The Balagtasan is a traditional Filipino form of debate conducted in verse. Derived from the surname of prominent Filipino poet Francisco Balagtas, the art form presents a type of literature and performance where arguments, reasoning, and opinions are expressed through poetic speech. It is a verbal joust that highlights the participants' wit, humor, and mastery of the Filipino language and rhyming structures.

== History ==
The concept of the balagtasan was formalized on March 28, 1924, during a meeting of the Kapulungang Balagtas (Balagtas Council) at the office of Rosa Sevilla in the Instituto de Mujeres in Tondo, Manila. The gathering was held to prepare for the birth anniversary of Francisco Balagtas. During the meeting, Filipino writer Lope K. Santos suggested holding a modern duplo (a traditional poetic game) to honor the poet. However, the group deemed the duplo inappropriate for the celebration's format and instead created a new poetic form, naming it "balagtasan."

The first official balagtasan took place on April 6, 1924, at the Instituto de Mujeres. The event featured a scripted debate with three pairs of poets. The most celebrated match was between Jose Corazon de Jesus (defending the role of the Butterfly or Paruparo) and Florentino T. Collantes (defending the role of the Bee or Bubuyog), with Lope K. Santos acting as the moderator. Due to the massive popularity of their performance, an unscripted rematch was held on October 18, 1925, at the Olympic Stadium in Manila, where Jose Corazon de Jesus (also known by his pen name Huseng Batute) emerged victorious and was crowned the first "Hari ng Balagtasan" (King of Balagtasan).

== Format and roles ==
A standard balagtasan is typically participated in by three individuals taking on specific roles:

- Lakandiwa (or Lakambini if female): The mediator, judge, and host of the event. The lakandiwa introduces the topic, moderates the exchange to ensure it remains orderly, and ultimately decides the winner of the debate based on the merit of their reasoning and their poetic delivery.
- Mambabalagtas: The two opposing debaters. One argues in favor of the topic (affirmative), while the other argues against it (negative). They must deliver their arguments and refutations strictly in verse and rhyme, and are often expected to perform extemporaneously or display a high degree of memorization.

The participants are judged not only on the logic of their arguments but also on their theatricality, wit, and ability to entertain the audience while adhering to metric and rhyming constraints.

== Cultural impact and modern adaptations ==
Following its inception, the balagtasan became a highly popular form of public entertainment in the Philippines until the outbreak of World War II. Its success inspired regional adaptations across the Philippine archipelago.
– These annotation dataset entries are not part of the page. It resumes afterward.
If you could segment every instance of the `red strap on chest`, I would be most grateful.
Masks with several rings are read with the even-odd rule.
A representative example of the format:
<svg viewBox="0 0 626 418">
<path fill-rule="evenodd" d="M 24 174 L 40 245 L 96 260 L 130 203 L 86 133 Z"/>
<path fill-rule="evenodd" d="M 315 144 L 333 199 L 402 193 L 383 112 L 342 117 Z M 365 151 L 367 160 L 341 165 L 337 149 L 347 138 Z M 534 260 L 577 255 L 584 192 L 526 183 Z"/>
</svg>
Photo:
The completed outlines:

Ilocano writers created the Bukanegan, named after Pedro Bukaneg (the father of Ilocano literature), while Kapampangan poets established the Crisotan, named after Juan Crisostomo Soto.
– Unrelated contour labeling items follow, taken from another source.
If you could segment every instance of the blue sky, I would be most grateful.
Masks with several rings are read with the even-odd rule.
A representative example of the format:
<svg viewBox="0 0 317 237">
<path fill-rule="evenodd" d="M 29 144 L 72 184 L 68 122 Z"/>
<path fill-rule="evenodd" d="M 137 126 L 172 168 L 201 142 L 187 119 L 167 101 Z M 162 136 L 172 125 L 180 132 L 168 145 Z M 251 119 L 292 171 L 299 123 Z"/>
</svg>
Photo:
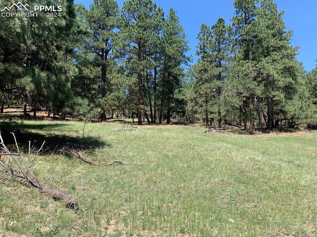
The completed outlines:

In contemporary times, the essence of the balagtasan continues to influence modern Philippine pop culture. The rise of battle rap leagues in the Philippines, most notably FlipTop Battle League, is frequently compared by academics and cultural observers to the traditional balagtasan. Both forms share elements of verbal jousting, poetic rhythm, and crowd engagement, though modern battle rap leans heavily towards freestyle insults rather than the formal, socio-political debate of the traditional format.

To preserve and modernize the tradition, cultural institutions like the Cultural Center of the Philippines (CCP) have introduced hybrid competitions. In 2024, the CCP launched BaRaptasan, a national competition that fuses traditional balagtasan mechanics with modern rap. This event brought together storytellers, poets, and theater actors from across the country to celebrate the evolution of Filipino spoken word and verbal jousting.